E come interprete, anche quest’anno sono molte le occasioni che la vedranno protagonista.
«Mi esibirò in alcuni contesti cameristici come il Concerto Accademico (23 agosto), una formula che riflette lo spirito primigenio del Festival in cui musicisti e docenti delle masterclass si ritrovano la sera a suonare insieme. In questa occasione condividerò il palco con il flautista Tommaso Benciolini, il violinista Alessandro Moccia, il violista Simone Briatore, il violoncellista Damiano Scarpa e il mezzosoprano Silvia Regazzo, interpretando alcuni brani a cui sono molto legato e che mi riportano ai miei primi passi qui a Portogruaro come giovane pianista.
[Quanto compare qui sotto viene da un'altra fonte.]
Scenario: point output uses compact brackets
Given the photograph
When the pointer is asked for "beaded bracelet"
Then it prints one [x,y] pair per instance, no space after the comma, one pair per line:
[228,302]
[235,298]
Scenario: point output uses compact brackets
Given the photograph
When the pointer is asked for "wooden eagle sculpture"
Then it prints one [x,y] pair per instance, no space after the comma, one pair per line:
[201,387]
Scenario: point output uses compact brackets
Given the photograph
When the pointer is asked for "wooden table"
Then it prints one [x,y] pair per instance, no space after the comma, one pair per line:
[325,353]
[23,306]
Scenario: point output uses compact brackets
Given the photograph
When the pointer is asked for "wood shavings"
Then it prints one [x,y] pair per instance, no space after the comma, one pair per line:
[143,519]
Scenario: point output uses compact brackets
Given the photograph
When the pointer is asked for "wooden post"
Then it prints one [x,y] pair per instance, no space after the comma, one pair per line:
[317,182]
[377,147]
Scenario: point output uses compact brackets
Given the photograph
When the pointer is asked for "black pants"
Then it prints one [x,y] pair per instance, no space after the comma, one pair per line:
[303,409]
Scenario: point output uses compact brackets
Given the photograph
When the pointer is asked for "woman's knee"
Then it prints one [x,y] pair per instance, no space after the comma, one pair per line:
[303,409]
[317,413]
Poi con Francesca Dego affronteremo opere per violino e pianoforte di Strauss, Schönberg e Franck. Infine sarò solista nel Terzo Concerto per pianoforte di Rachmaninov nella serata di chiusura del Festival (9 settembre) insieme all’Orchestra Filarmonica Slovena diretta da Michele Gamba».
A proposito delle masterclass, tra i docenti ci sono anche nomi nuovi?
«Al nucleo storico di insegnanti, quest’anno le iscrizioni alle masterclass hanno registrato un incremento del 20% che ci ha fatto tornare ai numeri degli anni d’oro del Festival, si sono aggiunti per la prima volta i seminari di alcuni artisti del calibro di Francesca Dego e Boris Petrushansky. Torna nella veste di docente l’oboista Fabien Thouand, insieme a volti nuovi come il giovane flautista Tommaso Benciolini che, nonostante sia con noi per la prima volta, ha già la classe al completo. Da tempo mancava la didattica legata agli strumenti a fiato e questo dato ci incoraggia a proseguire anche in questa direzione nelle prossime edizioni del Festival».